#TIFF18: The Hate U Give Is The Movie We Need Right Now

The Hate U Give was a fantastic book, and now it’s a near-perfect film. From the moving script to the stellar cast and gorgeous cinematography, it’s the must-see of all must-see movies. It’s a film that contains multitudes, tackling everything from the realities of racism in America to gun violence, classism and activism. It’s the story of our times, and the best part? It’s told through the eyes of a sixteen-year-old girl.

Throughout 2017, I was one of those people hassling her friends to read Angie Thomas’ The Hate U Give. It’s a work of young adult fiction told from the perspective of the adolescent Starr Carter. The book was so powerful, the literary world heralded it as one of the most important reads of the year. That level of acclaim was strange for a YA novel with a female protagonist. And now, the film adaptation proves once again why this story really matters.

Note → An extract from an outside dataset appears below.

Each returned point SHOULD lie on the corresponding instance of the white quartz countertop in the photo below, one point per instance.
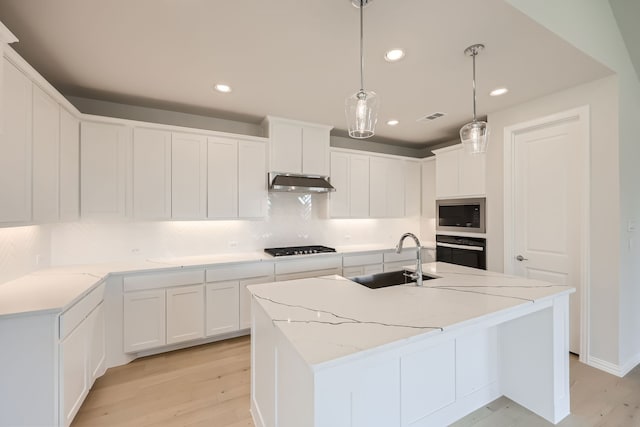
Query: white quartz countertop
(56, 289)
(328, 318)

Directed by George Tillman Junior, The Hate U Give recounts Starr’s experiences in the wake of the police shooting of her unarmed friend, Khalil. Played with remarkable complexity by Amandla Stenberg, Starr is the most interesting character to grace our screens in 2018.

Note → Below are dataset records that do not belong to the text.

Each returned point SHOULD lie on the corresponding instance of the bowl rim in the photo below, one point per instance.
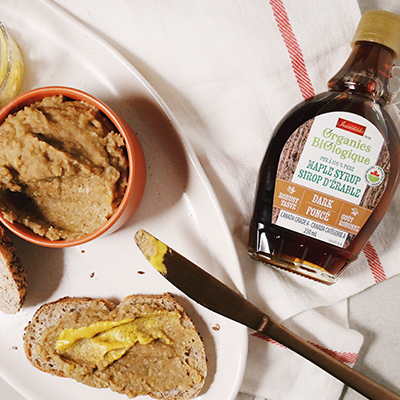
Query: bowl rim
(37, 94)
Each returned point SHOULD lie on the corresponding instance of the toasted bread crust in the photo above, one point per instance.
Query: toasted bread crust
(47, 316)
(13, 282)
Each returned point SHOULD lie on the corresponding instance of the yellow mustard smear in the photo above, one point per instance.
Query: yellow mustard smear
(154, 250)
(106, 341)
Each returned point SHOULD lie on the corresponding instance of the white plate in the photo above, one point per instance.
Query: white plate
(179, 207)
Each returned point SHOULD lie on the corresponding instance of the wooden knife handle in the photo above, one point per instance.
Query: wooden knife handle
(365, 386)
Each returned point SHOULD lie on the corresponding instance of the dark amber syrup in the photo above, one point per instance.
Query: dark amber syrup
(360, 87)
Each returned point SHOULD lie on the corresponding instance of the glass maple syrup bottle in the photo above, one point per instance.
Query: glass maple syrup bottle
(332, 166)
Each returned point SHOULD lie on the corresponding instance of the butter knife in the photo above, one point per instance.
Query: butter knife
(211, 293)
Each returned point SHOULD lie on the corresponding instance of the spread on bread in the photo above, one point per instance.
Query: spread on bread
(104, 342)
(145, 345)
(63, 168)
(13, 281)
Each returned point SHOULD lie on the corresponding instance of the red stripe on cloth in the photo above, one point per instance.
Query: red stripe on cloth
(374, 263)
(295, 53)
(344, 357)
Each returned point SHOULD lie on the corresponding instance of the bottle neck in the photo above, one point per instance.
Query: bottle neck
(366, 72)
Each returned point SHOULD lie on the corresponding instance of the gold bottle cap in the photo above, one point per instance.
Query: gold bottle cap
(381, 27)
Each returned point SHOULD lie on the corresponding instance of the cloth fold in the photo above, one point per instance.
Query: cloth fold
(230, 70)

Before witnessing Khalil’s brutal murder, Starr is a kid who’s desperate to fly under the radar. While she lives in Garden Heights, a fictional neighbourhood with a vibrant black community, Starr attends Williamson Prep, a fancy, mostly white private school in a rich part of town. This makes her life complicated, and Starr finds it easier to keep her life in Garden Heights separate from her life at Williamson.

Tillman’s adaptation is nothing if not topical, representing the banality of America’s relentless racism. The issue of police shootings is front and centre, but the film takes care to unpack subtler forms of racism, too. For example, Starr is well liked and academically successful at Williamson, but she has to code-switch in order to gain acceptance. In a well-used voice-over, Starr explains how at Williamson, she can’t use the sort of slang she would in Garden Heights, even though her white peers speak the same way. She observes that what makes white kids cool at private school would make people see her as “’hood.” This understated yet clear example of cultural appropriation is a perfect example of the film’s brilliance.

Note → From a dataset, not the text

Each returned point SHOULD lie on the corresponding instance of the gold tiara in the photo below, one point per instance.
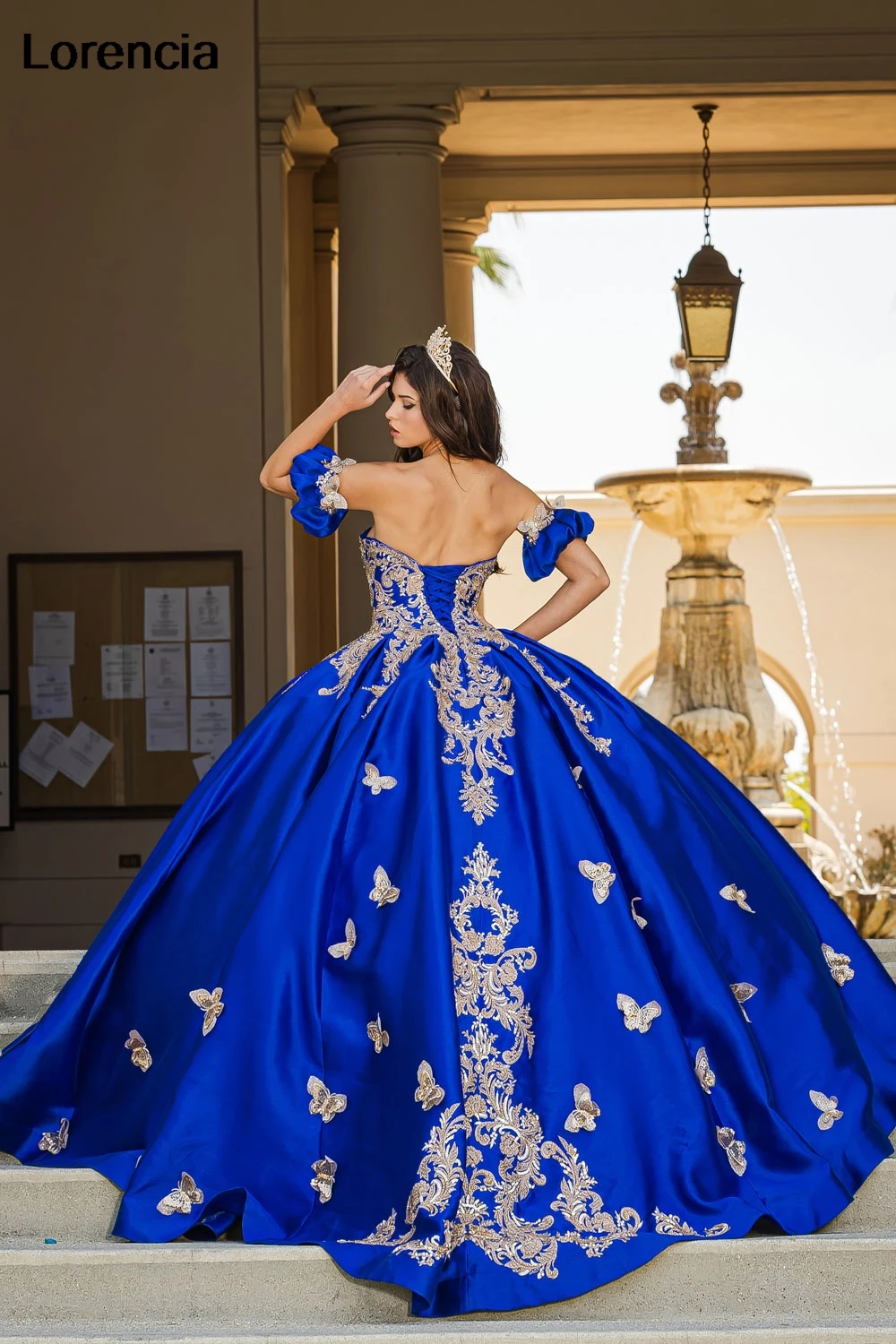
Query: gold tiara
(438, 347)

The Hate U Give is the anti-racist feminist coming-of-age story we need. It brings viewers on Starr’s journey to becoming an activist in the Black Lives Matter movement, yet it never ignores or diminishes her traditional “teenage girl” struggles. The conflicts with mean girls who don’t understand racism get as much screen time as the protests do, because the script respects Starr’s unique perspective as an adolescent girl who cares about both politics and prom. A lesser film would dismiss Starr’s boyfriend drama and paint her disagreements with friends as unimportant, as trifles she must forget into order to become an activist. The Hate U Give, however, is enlightened enough to acknowledge activism isn’t mutually exclusive with the traditional trappings of high school. Like most young women I know, Starr is capable of caring about more than one thing at a time. And The Hate U Give allows her to do so. It’s that rare movie about teenage girls that actually respects them.

Words cannot express how much our society needs The Hate U Give to be a hit. Stories about teenage girls have been marginalized for too long, and stories about teenage girls of colour are practically sidelined altogether. By contrast, stories about white adolescent boys have been heralded as classics since the beginning of time. Harold and Maude, Boyhood, Superbad and Call Me By Your Name are just a few examples of films starring male teens that were praised for their “universal” appeal.

We live in a world where Lorelei Linklater gave a more compelling performance in Boyhood than Ellar Coltrane, but to my knowledge, they never thought about calling it Girlhood. Fortunately, the success of 2017’s Lady Bird opened the door for films about young women to be taken more seriously. It’s heartening to see this story about a teen girl of colour receive the same opportunity. Starr Carter is the hero we need right now.